La idea encontró un aliado decisivo en Ikutaro Kakehashi, fundador de Roland. Ingenieros y representantes de compañías como Sequential Circuits, Roland, Yamaha, Korg y Kawai participaron en el desarrollo de lo que terminaría convirtiéndose en:
MIDI — Musical Instrument Digital Interface.
🎵 Lo revolucionario es que MIDI no transmite audio.

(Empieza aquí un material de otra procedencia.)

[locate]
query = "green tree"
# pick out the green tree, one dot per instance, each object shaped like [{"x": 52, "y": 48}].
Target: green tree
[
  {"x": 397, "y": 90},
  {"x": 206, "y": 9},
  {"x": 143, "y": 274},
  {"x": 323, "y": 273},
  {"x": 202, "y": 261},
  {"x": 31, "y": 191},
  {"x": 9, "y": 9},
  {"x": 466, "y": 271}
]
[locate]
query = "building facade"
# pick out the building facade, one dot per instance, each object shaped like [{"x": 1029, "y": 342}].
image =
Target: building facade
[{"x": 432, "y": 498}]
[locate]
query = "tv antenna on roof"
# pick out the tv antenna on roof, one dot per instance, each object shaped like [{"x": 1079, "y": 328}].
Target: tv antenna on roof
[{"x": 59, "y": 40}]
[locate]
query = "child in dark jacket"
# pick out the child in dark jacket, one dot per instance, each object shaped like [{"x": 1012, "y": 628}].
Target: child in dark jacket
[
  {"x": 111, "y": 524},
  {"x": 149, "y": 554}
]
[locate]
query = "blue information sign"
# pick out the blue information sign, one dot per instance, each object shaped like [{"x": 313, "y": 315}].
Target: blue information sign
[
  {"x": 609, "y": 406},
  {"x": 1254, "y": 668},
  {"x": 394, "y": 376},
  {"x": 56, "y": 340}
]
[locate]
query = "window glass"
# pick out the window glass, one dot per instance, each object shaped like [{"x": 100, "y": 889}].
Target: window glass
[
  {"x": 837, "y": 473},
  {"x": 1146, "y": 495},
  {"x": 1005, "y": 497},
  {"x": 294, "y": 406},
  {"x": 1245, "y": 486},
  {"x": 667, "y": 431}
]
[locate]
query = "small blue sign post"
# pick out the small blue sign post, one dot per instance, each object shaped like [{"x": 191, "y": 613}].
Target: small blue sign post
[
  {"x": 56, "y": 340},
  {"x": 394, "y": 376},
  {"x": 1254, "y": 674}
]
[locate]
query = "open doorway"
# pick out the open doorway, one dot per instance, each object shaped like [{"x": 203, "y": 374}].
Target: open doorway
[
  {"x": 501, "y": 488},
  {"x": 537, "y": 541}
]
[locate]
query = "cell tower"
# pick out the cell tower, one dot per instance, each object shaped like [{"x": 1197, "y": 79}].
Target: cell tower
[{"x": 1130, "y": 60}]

Transmite instrucciones: qué nota se tocó, cuándo comienza y termina, velocidad de la interpretación, pitch bend, cambios de programa y otros controles.
El momento que demostró que la idea funcionaba llegó en enero de 1983, durante el NAMM Show. Un Sequential Circuits Prophet-600 y un Roland Jupiter-6 se comunicaron mediante MIDI.
Eran máquinas de compañías competidoras, pero finalmente podían entenderse entre sí.
El MIDI original utilizó el famoso conector DIN de 5 pines, una velocidad de transmisión de 31.25 kbit/s y hasta 16 canales MIDI por conexión.
🎛️ Después todo cambió.
Sintetizadores, cajas de ritmos, secuenciadores y computadoras comenzaron a trabajar juntos. Una interpretación podía editarse nota por nota, cambiar de instrumento o controlar varias máquinas sin volver a grabar la ejecución.
Más de 40 años después, MIDI continúa presente en estudios, escenarios y software musical, mientras MIDI 2.0 expande sus capacidades.
Lo impresionante no fue crear otro sintetizador.
Fue conseguir que toda una industria aceptara un idioma común.